Non, aucune pharmacie ne sera prête à cette date. D’ailleurs, aucun pays n’est réellement prêt. Il y aura de toute façon une période de montée en charge, notamment parce qu’une partie des stocks des officines n’est pas enregistrée et que la codification par les industriels n’est pas complètement opérationnelle. Quoi qu’il en soit, la façon dont la sérialisation peut être réalisée dans les officines devrait être plus intelligente et moins pénalisante pour les pharmaciens. Imaginez que la boîte que je viens de scanner au comptoir, en face de mon patient, soit rejetée par le système. Le malade va se demander pourquoi je ne lui délivre pas cette boîte. Si je lui réponds « parce qu’elle est peut-être contrefaite », je ne suis pas sûr qu’il revienne de sitôt dans mon officine… Pour nous, la sérialisation doit donc être gérée dans le « back-office », au moment de la réception des commandes.

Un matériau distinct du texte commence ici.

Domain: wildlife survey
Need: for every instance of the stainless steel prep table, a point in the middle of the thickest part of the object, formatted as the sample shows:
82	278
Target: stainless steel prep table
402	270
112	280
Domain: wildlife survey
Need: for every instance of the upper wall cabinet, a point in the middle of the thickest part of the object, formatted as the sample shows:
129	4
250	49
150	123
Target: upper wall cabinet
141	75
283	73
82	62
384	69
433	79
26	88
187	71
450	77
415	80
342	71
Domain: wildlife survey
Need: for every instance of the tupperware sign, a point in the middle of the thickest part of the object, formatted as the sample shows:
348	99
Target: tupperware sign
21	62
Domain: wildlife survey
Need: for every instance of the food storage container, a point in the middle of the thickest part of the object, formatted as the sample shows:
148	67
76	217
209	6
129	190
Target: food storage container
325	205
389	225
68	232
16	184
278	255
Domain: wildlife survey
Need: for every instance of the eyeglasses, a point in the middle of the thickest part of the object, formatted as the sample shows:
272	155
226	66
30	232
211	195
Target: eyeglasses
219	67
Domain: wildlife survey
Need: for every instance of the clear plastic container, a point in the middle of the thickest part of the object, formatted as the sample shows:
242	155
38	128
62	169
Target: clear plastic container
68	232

Quelles sont les autres nouvelles missions à venir pour 2019 ?
L’élaboration de l’avenant sur l’accompagnement des patients sous chimiothérapie a pris un peu de retard, mais il devrait voir le jour à la fin de l’année 2019. C’est un petit peu plus compliqué que prévu car les protocoles sont complexes. Nous essayons de les simplifier et il nous faut encore la validation de la HAS et de l’INCa. Ensuite, nous allons aborder le sujet de la PDA une fois les bonnes pratiques publiées, la dispensation à domicile, et la généralisation de la vaccination contre la grippe à l’officine. Nous devons, entre autres, nous mettre d’accord avec l’assurance-maladie sur la codification de cet acte et sur sa facturation. Nous ne voulons pas d’une ROSP pour la vaccination mais un paiement au fil de l'eau avec le règlement des FSE, c'est-à-dire dans un délai de trois jours.
En fait, ce que nous sommes en train de mener, grâce à l’avenant n° 11, c'est une réforme en profondeur du métier, tout en stabilisant l’économie des entreprises et en dégageant de la croissance avec les entretiens et tout ce qui va relever de la prévention. Nous avons clairement choisi le camp du patient et pas celui du commerce. En moins de deux ans, nous avons rattrapé 10 ans de retard et ouvert des perspectives aux jeunes générations, leur permettant de considérer de nouveau l’officine comme une filière attractive.